Big Data, big puzzle?

Sifting through all the data that medium-to-large enterprises generate can be daunting. Transactions can produce from gigabytes to terabytes of detailed data in a single day, depending on a company’s size. IT’s buzzword for such enormous data stores is “Big Data.” These data sets are so large and complex that traditional tools like relational databases and visualization applications simply fall short of delivering useful insights, especially in real time of day-to-day decisions.

Large numbers of big companies around the world still employ traditional tools manually with such latency that their insights can be quite stale by the time decision-makers get them.
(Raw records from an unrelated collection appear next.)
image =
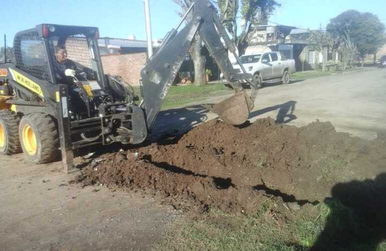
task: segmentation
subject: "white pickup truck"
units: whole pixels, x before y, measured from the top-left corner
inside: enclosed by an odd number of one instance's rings
[[[247,72],[253,75],[254,79],[262,84],[279,81],[289,83],[291,74],[295,71],[295,60],[286,59],[278,52],[244,55],[240,57],[240,61]],[[233,68],[242,71],[237,62]]]

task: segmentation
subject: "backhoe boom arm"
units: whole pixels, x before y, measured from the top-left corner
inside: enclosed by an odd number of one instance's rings
[[[243,90],[241,81],[250,82],[252,76],[239,73],[230,63],[228,50],[234,53],[234,44],[221,24],[216,8],[208,0],[196,0],[190,21],[179,32],[172,30],[149,59],[141,72],[143,102],[141,108],[145,114],[147,128],[150,129],[159,111],[162,102],[174,81],[198,32],[211,55],[237,93]],[[185,17],[187,16],[185,15]],[[222,38],[225,44],[221,41]],[[243,69],[244,70],[244,69]],[[247,100],[248,108],[253,102]]]

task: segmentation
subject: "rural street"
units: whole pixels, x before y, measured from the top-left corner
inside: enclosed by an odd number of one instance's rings
[[[206,102],[215,103],[225,97],[215,96]],[[385,115],[386,70],[371,68],[286,85],[267,84],[260,90],[250,118],[253,121],[270,116],[298,127],[316,119],[329,121],[338,132],[372,140],[386,130]],[[188,129],[217,116],[200,105],[164,111],[154,131]]]
[[[371,140],[386,129],[385,98],[384,69],[268,85],[258,95],[251,120],[269,116],[301,126],[318,119]],[[153,134],[181,132],[216,117],[198,105],[162,111]],[[177,216],[140,193],[68,185],[74,175],[60,168],[60,162],[30,165],[21,155],[0,156],[0,249],[149,249]]]

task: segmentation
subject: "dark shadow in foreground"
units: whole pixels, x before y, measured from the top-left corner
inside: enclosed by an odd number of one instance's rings
[[[310,250],[376,250],[386,239],[386,173],[337,184],[331,194],[324,228]]]
[[[249,118],[279,109],[275,122],[279,124],[288,123],[297,118],[297,117],[293,114],[296,104],[296,101],[291,100],[282,104],[252,111],[249,114]]]

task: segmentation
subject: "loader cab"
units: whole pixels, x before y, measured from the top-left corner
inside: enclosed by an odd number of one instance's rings
[[[67,58],[87,73],[87,80],[97,80],[104,87],[99,33],[95,27],[53,24],[39,25],[19,32],[14,41],[15,66],[41,80],[60,84],[53,65],[56,60],[55,47],[63,46]]]

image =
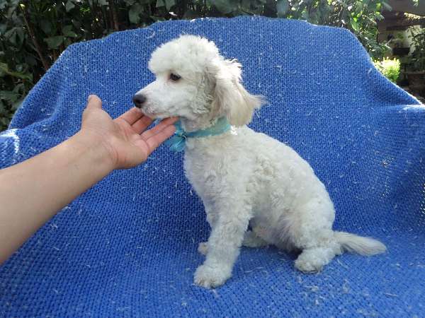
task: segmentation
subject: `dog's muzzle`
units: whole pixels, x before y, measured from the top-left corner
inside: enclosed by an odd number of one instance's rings
[[[146,96],[142,94],[136,94],[133,96],[133,102],[135,106],[138,108],[142,108],[143,104],[146,102]]]

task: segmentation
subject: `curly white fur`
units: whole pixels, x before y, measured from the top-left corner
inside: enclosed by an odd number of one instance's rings
[[[186,143],[185,172],[212,228],[198,247],[206,259],[195,273],[196,284],[223,284],[242,245],[301,251],[295,267],[307,273],[319,271],[344,251],[385,251],[375,240],[333,231],[334,204],[309,164],[246,126],[262,100],[244,88],[240,64],[225,59],[213,42],[181,36],[157,49],[149,67],[157,80],[137,92],[146,98],[146,114],[179,116],[189,131],[222,116],[233,125],[222,135]],[[172,81],[171,73],[181,78]]]

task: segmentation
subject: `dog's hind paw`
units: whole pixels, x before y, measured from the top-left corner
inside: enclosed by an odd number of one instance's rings
[[[203,255],[206,255],[208,252],[208,245],[207,245],[206,242],[201,242],[198,245],[198,252],[199,252]]]
[[[194,281],[199,286],[214,288],[224,284],[231,276],[231,271],[224,270],[220,267],[201,265],[195,272]]]

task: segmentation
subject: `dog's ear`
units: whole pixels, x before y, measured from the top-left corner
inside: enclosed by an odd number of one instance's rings
[[[234,126],[251,122],[254,110],[264,103],[261,96],[251,95],[242,84],[241,64],[235,60],[218,60],[211,70],[215,82],[212,110],[227,117]]]

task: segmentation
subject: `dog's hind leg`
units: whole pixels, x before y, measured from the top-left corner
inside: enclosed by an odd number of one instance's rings
[[[296,269],[304,273],[316,273],[341,254],[332,228],[334,218],[330,200],[314,199],[298,207],[288,232],[294,247],[302,251],[295,260]]]
[[[303,273],[317,273],[335,255],[335,249],[329,247],[312,247],[303,249],[295,260],[295,268]]]
[[[244,235],[242,245],[246,247],[262,247],[268,245],[268,243],[257,236],[254,231],[248,230]]]

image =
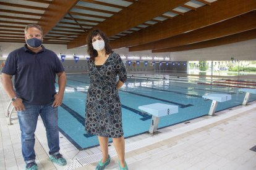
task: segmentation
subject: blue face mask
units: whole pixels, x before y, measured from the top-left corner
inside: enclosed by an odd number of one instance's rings
[[[27,39],[27,44],[32,47],[37,48],[42,44],[42,41],[37,39],[36,38],[33,38]]]

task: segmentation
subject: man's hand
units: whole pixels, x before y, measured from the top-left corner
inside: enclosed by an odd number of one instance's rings
[[[53,103],[52,107],[56,107],[61,105],[62,103],[63,95],[58,93],[54,95],[54,101]]]
[[[23,111],[25,110],[25,106],[22,103],[22,99],[20,98],[17,98],[14,102],[12,102],[12,105],[16,111]]]

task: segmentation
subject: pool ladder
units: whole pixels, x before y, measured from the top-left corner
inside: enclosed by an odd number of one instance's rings
[[[10,108],[11,108],[11,110],[10,110]],[[12,105],[12,101],[11,101],[10,103],[9,103],[8,104],[8,106],[7,107],[7,113],[6,116],[7,118],[9,118],[9,125],[12,125],[12,120],[15,120],[15,119],[18,119],[17,117],[12,118],[12,113],[17,113],[17,111],[15,111],[14,109],[14,107]]]

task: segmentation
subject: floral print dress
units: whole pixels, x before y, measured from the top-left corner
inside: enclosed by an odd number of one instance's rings
[[[88,60],[90,85],[85,105],[85,130],[101,137],[120,137],[124,135],[121,105],[116,88],[117,76],[125,83],[127,73],[120,56],[112,52],[97,68]]]

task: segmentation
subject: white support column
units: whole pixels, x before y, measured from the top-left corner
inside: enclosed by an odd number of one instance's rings
[[[150,134],[153,134],[154,133],[156,132],[157,127],[158,126],[158,123],[159,123],[159,118],[155,116],[154,115],[152,115],[150,126],[148,130],[148,132],[150,132]]]
[[[248,103],[249,99],[250,99],[250,94],[249,92],[246,92],[245,96],[244,99],[244,102],[242,102],[243,105],[246,105],[246,104]]]
[[[211,102],[211,107],[210,108],[210,111],[208,115],[210,116],[213,116],[214,113],[215,113],[216,108],[217,107],[218,102],[216,100],[213,100]]]

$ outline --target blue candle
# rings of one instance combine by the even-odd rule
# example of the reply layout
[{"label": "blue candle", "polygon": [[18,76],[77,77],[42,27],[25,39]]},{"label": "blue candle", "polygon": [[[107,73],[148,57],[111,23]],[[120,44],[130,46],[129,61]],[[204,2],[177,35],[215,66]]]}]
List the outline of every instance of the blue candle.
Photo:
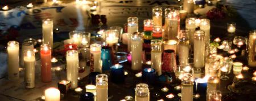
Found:
[{"label": "blue candle", "polygon": [[94,101],[94,95],[90,92],[86,92],[80,95],[80,101]]},{"label": "blue candle", "polygon": [[121,83],[125,81],[123,65],[117,64],[110,67],[111,81],[115,83]]},{"label": "blue candle", "polygon": [[148,84],[154,84],[155,81],[155,71],[151,68],[146,68],[142,71],[142,80]]},{"label": "blue candle", "polygon": [[102,60],[103,71],[109,71],[112,65],[110,47],[105,46],[101,48],[101,60]]}]

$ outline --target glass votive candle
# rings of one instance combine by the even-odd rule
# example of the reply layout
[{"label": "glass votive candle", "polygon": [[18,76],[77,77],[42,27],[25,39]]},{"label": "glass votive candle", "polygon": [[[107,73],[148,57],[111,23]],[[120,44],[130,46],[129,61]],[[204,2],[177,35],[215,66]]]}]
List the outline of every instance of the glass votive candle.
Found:
[{"label": "glass votive candle", "polygon": [[233,40],[233,43],[237,47],[241,47],[246,43],[246,38],[241,36],[236,36]]},{"label": "glass votive candle", "polygon": [[222,95],[220,90],[211,90],[209,93],[209,101],[221,101]]},{"label": "glass votive candle", "polygon": [[236,32],[236,23],[227,23],[228,25],[228,32],[233,33]]},{"label": "glass votive candle", "polygon": [[239,74],[242,71],[243,64],[240,62],[234,62],[233,63],[233,71],[235,75]]}]

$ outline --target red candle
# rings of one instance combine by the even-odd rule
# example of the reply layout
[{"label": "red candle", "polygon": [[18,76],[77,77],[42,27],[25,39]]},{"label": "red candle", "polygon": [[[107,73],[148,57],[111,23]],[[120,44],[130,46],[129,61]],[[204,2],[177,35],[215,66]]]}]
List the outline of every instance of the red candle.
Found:
[{"label": "red candle", "polygon": [[48,44],[41,45],[41,80],[42,82],[52,81],[52,63],[51,46]]}]

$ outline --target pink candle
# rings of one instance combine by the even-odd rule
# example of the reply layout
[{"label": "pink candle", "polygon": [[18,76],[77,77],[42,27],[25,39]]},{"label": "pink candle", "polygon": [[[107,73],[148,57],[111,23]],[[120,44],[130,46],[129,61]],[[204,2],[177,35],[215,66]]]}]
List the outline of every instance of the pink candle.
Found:
[{"label": "pink candle", "polygon": [[42,82],[52,81],[52,63],[51,46],[48,44],[41,45],[41,80]]}]

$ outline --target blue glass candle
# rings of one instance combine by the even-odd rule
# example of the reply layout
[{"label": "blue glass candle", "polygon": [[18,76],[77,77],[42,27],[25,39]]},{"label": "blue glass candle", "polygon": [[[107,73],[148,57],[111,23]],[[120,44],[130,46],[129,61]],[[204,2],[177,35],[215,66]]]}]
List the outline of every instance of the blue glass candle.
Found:
[{"label": "blue glass candle", "polygon": [[112,65],[111,47],[105,46],[101,48],[101,60],[102,60],[103,71],[110,70],[110,67]]},{"label": "blue glass candle", "polygon": [[125,73],[123,65],[117,64],[110,67],[111,81],[115,83],[122,83],[125,81]]},{"label": "blue glass candle", "polygon": [[146,68],[142,71],[142,80],[148,84],[154,84],[155,81],[155,70]]},{"label": "blue glass candle", "polygon": [[86,92],[80,95],[80,101],[94,101],[94,95],[90,92]]}]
Unfortunately in today’s ever-accelerating pace of commerce, business intelligence is quickly perishable. An operational “snapshot” taken days before may not suffice to help make decisions needed within a narrower window of time. It’s time for businesses to make a transformation – from utilizing their Big Data to make infrequent, strategic decisions to implementing a model of constant real-time adjustments, making everyday business operations more intelligent.
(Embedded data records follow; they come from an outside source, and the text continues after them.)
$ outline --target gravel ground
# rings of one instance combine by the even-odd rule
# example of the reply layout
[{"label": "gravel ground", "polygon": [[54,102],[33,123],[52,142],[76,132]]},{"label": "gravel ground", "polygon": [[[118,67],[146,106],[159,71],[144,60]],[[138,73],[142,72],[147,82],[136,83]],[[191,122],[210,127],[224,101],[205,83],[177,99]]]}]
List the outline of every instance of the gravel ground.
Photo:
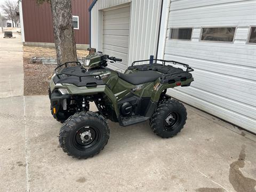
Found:
[{"label": "gravel ground", "polygon": [[[85,57],[88,51],[77,50],[77,57]],[[56,57],[55,49],[42,47],[23,47],[24,95],[39,95],[48,94],[49,77],[56,68],[55,65],[33,63],[34,57]]]}]

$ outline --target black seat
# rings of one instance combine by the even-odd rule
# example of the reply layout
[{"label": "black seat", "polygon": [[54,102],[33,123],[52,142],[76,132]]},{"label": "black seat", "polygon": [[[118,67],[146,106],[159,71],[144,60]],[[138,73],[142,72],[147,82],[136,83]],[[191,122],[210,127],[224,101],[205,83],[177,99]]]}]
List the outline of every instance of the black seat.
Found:
[{"label": "black seat", "polygon": [[131,74],[124,74],[118,73],[119,77],[121,79],[132,84],[139,85],[148,82],[152,82],[162,76],[161,74],[155,71],[146,71],[135,72]]}]

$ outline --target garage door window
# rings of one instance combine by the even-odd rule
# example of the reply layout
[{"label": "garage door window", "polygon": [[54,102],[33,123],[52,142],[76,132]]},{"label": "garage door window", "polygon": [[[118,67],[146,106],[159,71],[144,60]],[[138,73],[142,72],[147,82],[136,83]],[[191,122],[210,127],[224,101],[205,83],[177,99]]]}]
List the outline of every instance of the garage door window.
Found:
[{"label": "garage door window", "polygon": [[236,27],[203,27],[201,41],[233,42]]},{"label": "garage door window", "polygon": [[79,17],[72,16],[74,29],[79,29]]},{"label": "garage door window", "polygon": [[169,39],[191,41],[192,27],[170,28]]},{"label": "garage door window", "polygon": [[248,43],[256,43],[256,27],[251,27],[248,37]]}]

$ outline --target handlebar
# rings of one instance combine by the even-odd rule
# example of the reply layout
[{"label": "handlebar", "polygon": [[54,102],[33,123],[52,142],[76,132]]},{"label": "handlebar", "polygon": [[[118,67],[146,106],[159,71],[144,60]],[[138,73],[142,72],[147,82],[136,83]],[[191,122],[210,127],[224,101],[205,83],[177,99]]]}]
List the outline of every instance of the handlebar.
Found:
[{"label": "handlebar", "polygon": [[122,62],[122,59],[116,58],[115,57],[110,57],[109,58],[110,60],[113,60],[114,61],[119,61]]}]

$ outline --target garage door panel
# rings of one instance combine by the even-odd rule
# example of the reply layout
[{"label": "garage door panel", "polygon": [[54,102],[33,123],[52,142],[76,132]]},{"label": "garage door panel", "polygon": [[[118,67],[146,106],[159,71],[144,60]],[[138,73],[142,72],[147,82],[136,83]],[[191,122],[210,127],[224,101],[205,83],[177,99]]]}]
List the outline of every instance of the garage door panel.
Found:
[{"label": "garage door panel", "polygon": [[[191,3],[196,4],[194,1]],[[169,27],[182,26],[187,23],[194,26],[209,25],[237,25],[238,23],[255,23],[254,15],[255,1],[247,1],[239,3],[230,3],[212,7],[206,6],[200,9],[182,9],[177,11],[171,11]],[[178,2],[172,2],[174,6]],[[202,18],[202,15],[204,15]]]},{"label": "garage door panel", "polygon": [[103,29],[112,29],[112,30],[123,30],[123,29],[126,29],[126,30],[129,30],[129,25],[127,25],[127,23],[126,24],[123,24],[121,23],[118,25],[103,25]]},{"label": "garage door panel", "polygon": [[[221,3],[222,2],[222,3]],[[172,1],[164,59],[195,68],[190,87],[173,97],[256,133],[256,49],[246,43],[256,25],[256,1]],[[199,40],[202,27],[237,26],[234,42]],[[169,39],[170,28],[192,27],[191,41]]]},{"label": "garage door panel", "polygon": [[111,20],[112,19],[119,19],[122,18],[130,18],[130,8],[127,12],[122,12],[119,13],[113,14],[104,14],[103,20]]},{"label": "garage door panel", "polygon": [[119,24],[127,24],[130,23],[130,17],[114,19],[103,20],[103,25],[113,25]]},{"label": "garage door panel", "polygon": [[200,83],[200,81],[196,81],[193,83],[193,87],[202,89],[205,91],[207,91],[209,93],[213,93],[219,95],[220,96],[230,98],[243,103],[251,105],[253,107],[256,107],[256,103],[255,102],[255,97],[252,95],[251,97],[248,97],[246,95],[241,94],[236,94],[233,93],[231,90],[220,90],[216,87],[210,87],[208,85],[205,85]]},{"label": "garage door panel", "polygon": [[129,35],[129,29],[104,29],[103,30],[103,34],[105,35],[126,35],[128,36]]},{"label": "garage door panel", "polygon": [[116,46],[111,45],[108,45],[108,44],[103,44],[103,49],[108,50],[110,51],[116,51],[117,49],[118,49],[118,52],[123,53],[124,54],[127,54],[128,52],[128,48],[127,47],[117,47]]},{"label": "garage door panel", "polygon": [[212,103],[229,109],[233,111],[241,114],[246,114],[248,117],[252,118],[256,118],[256,107],[255,107],[250,106],[234,100],[229,99],[215,94],[204,91],[202,89],[196,89],[194,87],[188,87],[188,89],[179,87],[177,90],[187,94],[193,94],[194,96],[201,99],[209,101]]},{"label": "garage door panel", "polygon": [[252,119],[243,114],[236,113],[225,109],[221,106],[213,105],[211,102],[197,98],[193,95],[187,94],[175,89],[169,89],[167,93],[174,98],[179,98],[181,101],[186,101],[188,104],[223,119],[244,127],[255,132],[256,120]]},{"label": "garage door panel", "polygon": [[[116,46],[119,46],[122,47],[128,47],[127,37],[125,36],[118,36],[114,35],[103,35],[103,45],[106,44],[111,45],[115,45]],[[116,50],[118,51],[118,50]]]},{"label": "garage door panel", "polygon": [[102,51],[105,54],[122,59],[122,62],[109,63],[113,69],[127,69],[130,6],[105,11],[103,17]]},{"label": "garage door panel", "polygon": [[[245,42],[244,42],[245,43]],[[224,44],[224,45],[223,45]],[[252,46],[206,42],[181,42],[167,40],[165,52],[170,55],[215,61],[245,66],[255,66],[256,55]],[[214,52],[214,54],[212,53]]]},{"label": "garage door panel", "polygon": [[[131,10],[131,7],[130,5],[128,5],[126,7],[123,7],[119,9],[113,9],[112,10],[104,11],[103,13],[103,15],[104,17],[105,16],[111,17],[115,17],[115,15],[116,15],[121,14],[120,16],[122,17],[123,15],[122,15],[122,13],[129,13],[129,14],[128,15],[128,16],[130,17],[130,10]],[[124,14],[124,15],[125,15],[125,14]]]},{"label": "garage door panel", "polygon": [[103,52],[105,53],[108,54],[109,56],[115,57],[116,57],[117,58],[122,59],[122,63],[123,63],[123,65],[126,65],[126,63],[127,63],[128,61],[127,59],[127,54],[126,53],[117,52],[115,51],[112,51],[112,50],[105,49],[103,49]]},{"label": "garage door panel", "polygon": [[[239,2],[241,0],[233,0],[233,2]],[[210,1],[209,0],[197,0],[196,3],[195,3],[193,1],[185,0],[181,2],[175,2],[174,1],[172,1],[172,6],[170,7],[171,11],[174,11],[180,9],[188,9],[191,8],[199,7],[204,6],[216,6],[215,1]],[[230,3],[230,0],[219,0],[218,3]]]}]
In the example of the Oakland A’s, real change came about not just by the strategic decision to bring in the right kind of players, but by using advanced analytics to make small, high-impact changes such as their habits of walking or getting a run.
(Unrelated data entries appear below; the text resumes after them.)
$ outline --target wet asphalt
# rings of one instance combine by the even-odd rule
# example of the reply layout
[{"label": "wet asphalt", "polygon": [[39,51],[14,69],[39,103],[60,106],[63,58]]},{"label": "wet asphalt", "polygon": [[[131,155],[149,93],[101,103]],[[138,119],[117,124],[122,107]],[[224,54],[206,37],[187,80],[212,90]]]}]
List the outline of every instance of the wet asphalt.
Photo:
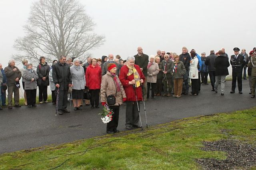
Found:
[{"label": "wet asphalt", "polygon": [[[149,126],[198,115],[208,115],[242,110],[254,107],[256,98],[249,94],[248,80],[243,80],[242,94],[230,94],[231,81],[226,82],[224,96],[211,91],[208,85],[201,85],[197,96],[182,95],[180,98],[156,96],[145,101]],[[219,88],[220,89],[220,85]],[[190,87],[190,90],[191,87]],[[106,134],[106,124],[100,120],[102,108],[91,109],[84,105],[82,111],[55,116],[55,106],[52,103],[38,104],[0,111],[0,153],[59,144]],[[69,109],[69,104],[68,109]],[[145,127],[145,112],[140,103],[142,125]],[[118,129],[125,128],[125,106],[120,106]]]}]

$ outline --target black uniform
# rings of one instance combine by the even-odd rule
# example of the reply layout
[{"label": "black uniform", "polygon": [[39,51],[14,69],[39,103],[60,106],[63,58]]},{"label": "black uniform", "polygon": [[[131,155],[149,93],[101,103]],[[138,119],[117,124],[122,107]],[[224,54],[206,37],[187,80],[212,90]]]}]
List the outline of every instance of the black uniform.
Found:
[{"label": "black uniform", "polygon": [[232,55],[230,59],[230,64],[232,66],[232,87],[231,92],[234,92],[236,89],[236,78],[238,86],[238,91],[242,92],[242,72],[245,62],[244,56],[238,54]]}]

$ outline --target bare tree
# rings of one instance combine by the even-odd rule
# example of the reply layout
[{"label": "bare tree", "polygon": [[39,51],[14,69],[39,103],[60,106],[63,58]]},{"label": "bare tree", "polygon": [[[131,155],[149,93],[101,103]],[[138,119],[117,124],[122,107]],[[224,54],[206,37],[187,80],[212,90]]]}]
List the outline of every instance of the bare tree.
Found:
[{"label": "bare tree", "polygon": [[49,61],[61,55],[84,61],[88,51],[103,44],[104,36],[92,31],[95,24],[77,0],[39,0],[34,2],[27,24],[26,36],[19,38],[14,47],[20,51],[16,61],[27,59],[38,63],[40,56]]}]

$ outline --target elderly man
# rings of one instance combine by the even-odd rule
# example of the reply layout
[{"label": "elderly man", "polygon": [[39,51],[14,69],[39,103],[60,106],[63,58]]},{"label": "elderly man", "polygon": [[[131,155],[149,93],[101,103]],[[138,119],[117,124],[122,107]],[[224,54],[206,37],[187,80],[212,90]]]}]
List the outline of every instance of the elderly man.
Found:
[{"label": "elderly man", "polygon": [[12,93],[14,95],[14,107],[20,107],[19,104],[20,87],[20,79],[21,78],[21,72],[15,66],[15,61],[11,59],[8,62],[8,66],[4,69],[4,73],[6,76],[8,87],[8,108],[12,109]]},{"label": "elderly man", "polygon": [[164,60],[164,54],[165,54],[165,51],[161,51],[161,57],[160,57],[160,62],[162,62],[163,60]]},{"label": "elderly man", "polygon": [[230,64],[232,66],[232,87],[230,93],[235,93],[236,79],[238,86],[239,94],[242,94],[242,72],[244,66],[245,65],[245,61],[244,59],[244,56],[239,54],[239,49],[236,47],[233,49],[234,55],[230,57]]},{"label": "elderly man", "polygon": [[70,67],[66,60],[66,56],[60,55],[58,63],[52,65],[53,82],[59,91],[58,105],[59,115],[70,112],[67,109],[68,91],[68,87],[72,86],[72,80]]},{"label": "elderly man", "polygon": [[102,68],[102,72],[101,74],[102,76],[103,76],[107,73],[107,72],[108,71],[108,65],[110,63],[114,63],[116,65],[116,68],[118,68],[118,71],[116,71],[116,74],[118,75],[119,75],[119,69],[118,69],[118,68],[119,67],[118,64],[116,61],[114,61],[114,55],[112,54],[108,54],[108,61],[104,63],[103,67]]},{"label": "elderly man", "polygon": [[[2,100],[2,106],[5,106],[6,104],[5,104],[5,101],[6,101],[6,91],[7,89],[7,86],[6,84],[6,76],[5,75],[4,73],[4,70],[3,69],[3,66],[2,64],[0,63],[0,71],[3,76],[3,82],[1,84],[1,96]],[[0,105],[1,103],[0,103]]]},{"label": "elderly man", "polygon": [[156,57],[161,57],[161,50],[160,49],[158,49],[156,50],[156,55],[155,56]]},{"label": "elderly man", "polygon": [[140,66],[140,70],[142,71],[144,76],[145,81],[143,83],[142,88],[143,91],[143,99],[146,101],[147,100],[147,84],[148,81],[148,55],[143,53],[142,48],[139,47],[137,48],[138,53],[134,56],[135,58],[134,63]]}]

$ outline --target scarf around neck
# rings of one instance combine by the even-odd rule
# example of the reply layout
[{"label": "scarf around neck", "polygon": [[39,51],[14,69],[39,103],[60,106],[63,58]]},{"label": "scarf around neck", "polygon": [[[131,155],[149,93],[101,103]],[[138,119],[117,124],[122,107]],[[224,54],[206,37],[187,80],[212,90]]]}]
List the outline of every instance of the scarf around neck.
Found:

 Big Data, Big Data applications

Big Data, while ripe with potential to be mined for insights, needs a different, more dynamic approach to realizing its possibilities than the top-down, root-cause analysis of traditional business intelligence. With today’s decision-makers so busy, how do you give them clear, actionable insights? The answer is Big Data analysis applications.

Big Data analysis applications provide a highly scalable framework to deliver advisories that drive smarter day-to-day decisions. Big Data applications’ true power comes from the use of analytics to deliver actual analysis – actionable recommendations - directly to the front line of business. Big Data analysis applications are not another way for employees to ask questions, they are a means to provide employees with answers. It is the Moneyball equivalent of the instruction delivered to the batter in the dugout - it’s the 8th inning, take the walk.

These kinds of transaction-level insights in real-time provide a faster, more efficient way to improve operations. Big Data analysis applications allow businesses to ensure that they are using their resources intelligently - offering the perfect additional product to increase the average sale to a customer and supplying the negotiating leverage for a supply purchase. With smarter insights comes a healthier revenue stream, and improved overall business operations.

Big Data can provide protection for businesses too. In a recent incident, a Morgan Stanley employee was convicted of bribery. But their ongoing transaction analysis capabilities showed the DOJ and the SEC that the perpetrator was using extraordinary measures rather than exploiting flaws in the system. The firm was exonerated by the DOJ and SEC, saving millions of dollars in fines and a hit to their reputation.

Big Data, big results

Big Data analysis applications are highly scalable and therefore cost-effective for a wide range of enterprise applications. In one of its largest-scale deployments, a U.S. government shared services agency uses Big Data Applications to prevent over $1 billion in duplicate and improper payments in the course of processing trillions of transactions per year. It realized a full return on its investment in just 90 days.

In today’s highly competitive global economy, intelligent business decisions make the difference between success and failure. And while business intelligence is useful for strategic direction, to make smarter everyday decisions advisories must be delivered directly to the front line. Big Data analysis applications provide the means for the decision-makers to turn raw data into actionable, real-time insights, creating a competitive advantage. Clearly in the years to come, companies that “get” Big Data at both strategic and day-to-day levels will forge ahead of those that don’t.